Sunshinelittleone's Blog

All about my love for the Lord

Seeking His face

on January 3, 2012

Where is your quiet spot? I didn’t have one. I live in a lovely home with plenty of spots…but nothing ever struck me as a place to meet with God. I had never really thought about it until recently. I really didn’t have to. I am a runner, WAS a runner. I used to run everyday and spend time with the Lord in sweet communion. I don’t run anymore. It’s been a long time since I laced up my shoes. I am determined to become a walker…in the meantime I write.

It was difficult those first weeks and months when I became a ‘non-runner’. I had no idea where to find the Lord. I realized that I was the one who was hiding…not Him. That’s a lonesome place to be.

I was suffocated by the idea that I just had no clue how to meet Him- where He was…or rather, invite Him to where I was.

I was pressing-in the only way I knew how to…maybe I wasn’t pressing in enough…I wasn’t. I had become complacent in my Christianity.

I attend church; I serve; I formally study the Bible; I pray.

“These people honor me with their lips, but their hearts are far from me. They worship me in vain; their teachings are but rules taught by men.” Matthew 15:8-9

But, to noavail, I was still seeking. I realized that I was kind of riding along blissfully on my “I am a good Christian” train…too ignorant to understnd that I will never be a good-enough Christian. We are constantly pursuing His image. We will only be good enough when we reach the gates of Heaven. We will be made new.

Well, the only way I could really think to find Him was to SEEK Him. I had to accept that, while I thought I was doing that best I could as a Christian, I was falling deseperatly short. Really. It is quite amazing what kind of Christians we are when we take our ego out of it…it’s sobering.

So, I seek…or sought. It was during KPC’s performance of Handel’s Messiah. I got it! I had to repent for my complacency. I had to pray the ‘Sinner’s Prayer’. So I did. I felt reborn…born again. I felt light again. I could physically feel the weight of the world lifting off my shoulders. “For my yoke is easy and my burden is light.” Matthew 11:29 It is ever so light…He will carry it for us…always.

So, in my effort to declutter, live with what I have and realize my beauty in Christ, I found a quiet spot to meet God. It’s really not about seeking out a space but seeking out the ONE who loves us most!

I encourage anyone who is new to Christ or to those who have been clothed in His mercies for a lifetime, to seek Him. Give of yourself sacraficially…commiting to LOVE Him greater than you could ever phathom!

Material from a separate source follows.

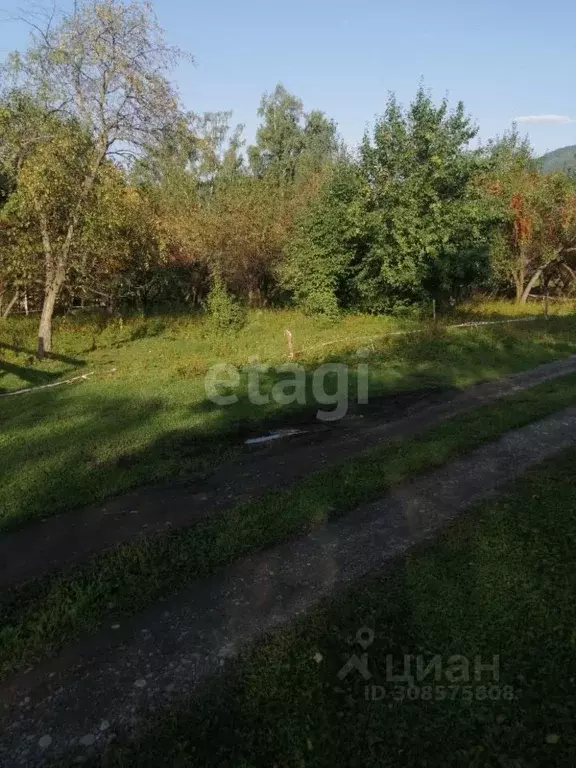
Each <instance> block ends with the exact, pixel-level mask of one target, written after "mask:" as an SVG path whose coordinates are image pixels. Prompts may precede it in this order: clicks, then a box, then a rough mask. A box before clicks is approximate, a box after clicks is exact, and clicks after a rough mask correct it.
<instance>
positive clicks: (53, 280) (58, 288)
mask: <svg viewBox="0 0 576 768" xmlns="http://www.w3.org/2000/svg"><path fill="white" fill-rule="evenodd" d="M61 287H62V282H59V281H58V280H56V279H55V280H53V281H52V282H51V283H50V284H49V285H47V286H46V290H45V292H44V303H43V305H42V315H41V317H40V328H39V329H38V348H37V351H36V356H37V357H38V358H39V359H40V360H41V359H42V358H43V357H45V356H46V355H47V354H50V352H52V317H53V315H54V307H55V306H56V299H57V298H58V294H59V293H60V288H61Z"/></svg>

“Glory in His holy name; Let the hearts of those who seek the Lord rejoice. Look to the Lord and his strength; seek his face always.”

I offer to you my prayer…

Lord, I am completely unworthy of your mercies. I ask you to fill my heart with your Spirit. I ask your forgiveness Lord for my transgressions, those that I am aware of as well as those I am not. I accept Jesus Christ as my Lord and Savior. I ask that You guide my steps in Your will. In Jesus name, Amen.